Phishing emails disguise themselves as legitimate messages to trick you into revealing sensitive information. Exercise caution when opening emails from unfamiliar senders. Never click on suspicious links or download emails unless they’re from a legitimate sender. Falling for a phishing email can give hackers access to your computer to download malware that can collect your personal information.
Doxxers will try to find anything they can to use against you and intercept your accounts. Prevent doxxing by creating strong passwords. They should be at least 14 characters, a variety of letters, numbers and special characters, and have no tie to personal information, like a birthdate or Social Security number. Use a password manager like LastPass or 1Password to create secure, strong passwords for each account.
Protect and Update Your Email
Create a separate, “fun” email for all of those sites that require an email address for registration. This includes any kind of subscription service or email blast that you want to be a part of, but don’t in your primary inbox. It’s a good idea to give away this email when you feel the site or service may not be very secure. Some of these websites may be doxxing harvesting sites, and if you use an unimportant email you are able to delete your account and information without a scratch. Be sure to make the email address unrelated to your name or your hobbies.
Create unique usernames for each individual website you hold an account with. If you are signed up for a controversial website or forum, make sure your username is anonymous and cannot be traced back to you. For social media, avoid using your first and last name in your handles.
Remove Your Information From the Internet (Self-Doxxing)
In order to find out if you’re susceptible to doxxing, it’s important to know what information about you is online.

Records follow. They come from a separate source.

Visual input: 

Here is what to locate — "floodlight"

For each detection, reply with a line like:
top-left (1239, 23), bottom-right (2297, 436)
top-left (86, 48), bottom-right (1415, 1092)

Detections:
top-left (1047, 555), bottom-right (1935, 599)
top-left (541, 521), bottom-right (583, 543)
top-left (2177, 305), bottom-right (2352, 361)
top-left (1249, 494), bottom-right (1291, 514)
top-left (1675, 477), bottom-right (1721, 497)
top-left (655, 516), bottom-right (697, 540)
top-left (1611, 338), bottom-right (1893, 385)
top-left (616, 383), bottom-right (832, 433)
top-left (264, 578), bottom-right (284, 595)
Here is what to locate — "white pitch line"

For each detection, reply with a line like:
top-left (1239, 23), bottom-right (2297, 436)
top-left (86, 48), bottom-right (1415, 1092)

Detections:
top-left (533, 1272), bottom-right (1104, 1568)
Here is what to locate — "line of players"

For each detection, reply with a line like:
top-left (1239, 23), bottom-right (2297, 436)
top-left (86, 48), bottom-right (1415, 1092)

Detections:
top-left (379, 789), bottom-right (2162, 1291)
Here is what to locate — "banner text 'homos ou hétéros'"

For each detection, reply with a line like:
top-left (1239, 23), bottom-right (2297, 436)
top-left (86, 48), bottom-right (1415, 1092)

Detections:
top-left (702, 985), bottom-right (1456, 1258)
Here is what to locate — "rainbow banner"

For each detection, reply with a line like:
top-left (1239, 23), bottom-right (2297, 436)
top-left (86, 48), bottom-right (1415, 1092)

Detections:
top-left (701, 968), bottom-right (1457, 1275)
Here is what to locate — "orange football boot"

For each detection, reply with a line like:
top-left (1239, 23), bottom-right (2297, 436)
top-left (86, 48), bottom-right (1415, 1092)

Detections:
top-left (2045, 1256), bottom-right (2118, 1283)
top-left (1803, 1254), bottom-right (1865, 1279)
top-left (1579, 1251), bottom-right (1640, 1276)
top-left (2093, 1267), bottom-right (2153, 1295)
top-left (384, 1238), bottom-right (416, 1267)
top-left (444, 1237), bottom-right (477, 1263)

The process of protecting yourself from information leakage is known as “self-doxxing.” This involves researching information about you that is publicly available on the web.
Check out We Leak Info to find out where hackers can find you online. You can also check out the following list of data brokers and ask them to remove your data. Some require payment, and some require you to mail in information. However, once you’ve exhausted this list, you can feel more confident that your personal and private information is secure.
Avoid Posting on Controversial Forums
Because we have so much freedom online, it’s crucial that you’re thoughtful with everything we share online. While it might seem like a good idea to voice your opinion on a public forum, try to avoid it. Posting controversial views on any internet database can be threatening to you and to your friends and family. If you still intend to share your strong views, be sure to take extra precautions to stay anonymous online. Use pseudonyms when posting comments online and never share your location or full name.
Have more questions about doxxing? Check out these answers to common questions.
Is Doxxing Illegal?
Doxxing is only illegal if it applies to the following groups:
- Any officer or employee of the United States
- Jurors or witnesses of a court case
- Informants or witnesses of a federal criminal investigation
- State or local officer or employee whose restricted personal information is made public because of the participation in a federal criminal investigation
Can You Go to Jail for Doxxing?
You can’t go to jail only for doxxing. However, doxxing can be connected to the following crimes, which you can go to jail for:
- Identity theft
- Inciting violence
- Invasion of privacy
What Is Swatting?
Swatting is when the police or SWAT units are “prank-called” to someone’s home. If a person is getting doxxed online, it can lead to swatting. Malicious hackers will find the victim’s address and make false bomb threats or other serious situations that cause the police to show up to the unaware victim’s home. Swatting is becoming increasingly common as a form of revenge and can cause serious consequences.